4.05.2019

Pistol Showing Signs of Life

February 25, 1980

CELTICS NOTEBOOK FITCH LIKES CELTICS' PRO' LOOK

Bill Fitch, that little ol' phrasemaker, didn't have to reach very far into his bag of verbal tricks to sum up the performance of his team on the five-game road trip that concluded with a 124-105 laugher Saturday night in Denver.



"We showed professionalism," he said after watching the Celtics place seven men in double figures (all by the end of the third period) and never trail after taking the lead at 10-8 on the first of two three-pointers by Larry Bird. "On this whole trip, the players worked hard and didn't read their clippings. We may not have played well all the time, but we played hard."

The trip (3-2) ended with Fitch feeling more and more comfortable with his bench. The latest player to make a significant contribution to the cause was Pete Maravich, who scored 10 of his 14 points in the second period, when the Celtics were turning a 43-39 game into a 69-52 halftime spread. The Pistol, who canned long jumpers throughout the game, finally moved like an athlete instead of like a guy wearing an armored suit.

"That first-half performance," said Fitch, "was very good because it's exactly the role we had in mind for him. I didn't like some of his turnovers in the second half (though he was officially credited with one, he was clearly responsible for more than that), but he got himself into the fast break for the first time, and I had to like that."

Maravich himself was very pleased with his game.

"Each time we practice hard, I get in a little bit better shape, and once I'm in shape, everything else will come," he said. ”Being as far out of shape as I was, I had no timing. I'm still far from being there, but I'm pleased with the way I moved and passed on certain occasions." Maravich and Dave Cowens each benefited greatly from hard practices last week, and this dual progress was immensely satisfying to Fitch. Anyone remotely familiar with road life in the NBA is aware that coaches seldom expect anything from practices held away from home.

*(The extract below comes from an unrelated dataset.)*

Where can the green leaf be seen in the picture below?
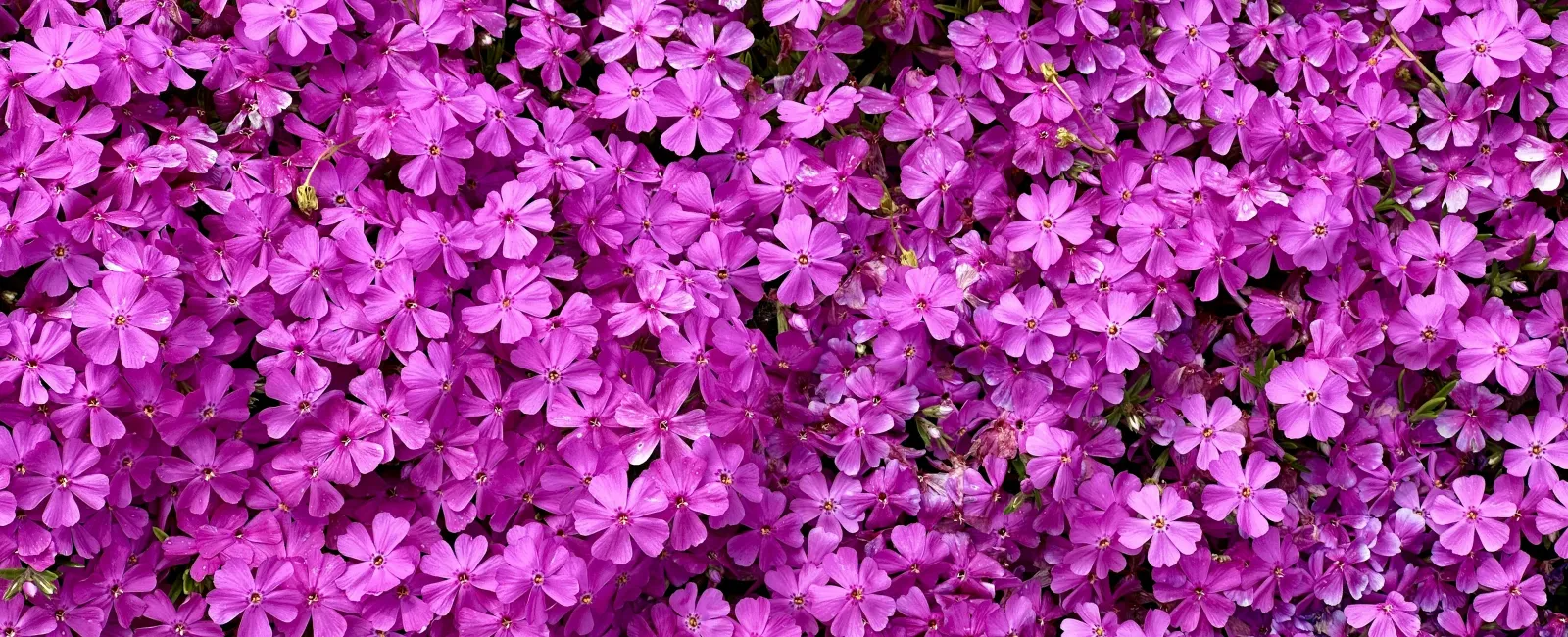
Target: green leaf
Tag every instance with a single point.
(1015, 503)
(1434, 405)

Players ordinarily can't concentrate on the road - they are often too busy thinking about what movie they'll take in, where they'll go for dinner or how sorry they feel for themselves in general to keep their minds on something as mundane as a practice. Yet this group of Celtics - it did not stop with Cowens and Maravich - continually applied themselves. "They worked hard, practiced hard and did the job out there," lauded Fitch . . . The coach's immediate concern is tomorrow night's game in Hartford vs. Atlanta. Fitch is unhappy about having to play a tough game in Hartford coming off a road trip, and he isn't exactly thrilled about returning home on Wednesday to face San Antonio. To him, the Celtics are actually on a seven-game road trip since Hartford is not really a home game and since he considers the first game back after being away from home, in effect, the final road game of a trip.

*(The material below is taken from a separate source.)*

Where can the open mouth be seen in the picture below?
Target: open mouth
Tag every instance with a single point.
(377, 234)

The Celtics expect to have Cowens, who has missed 14 consecutive games with a hyperextended left big toe, back by tomorrow night. "Dave and I will get together to discuss it," Fitch said yesterday,"and Monday's practice will be a key. But the way things have gone (11-3 without him), there is no need to bring him back until we're absolutely certain he's ready." Should Cowens be activated, a roster deletion would be necessary, and it's still unclear how the team will handle that volatile matter . . . Considering that the Celtics, one game behind Philadelphia when Cowens got hurt on Jan. 22, enter tomorrow's game 1 1/2 games ahead of their Atlantic Division rivals, neither Fitch nor anyone else should lack gratitude for what's happened. The club has hung tough, the way a "professional" team should.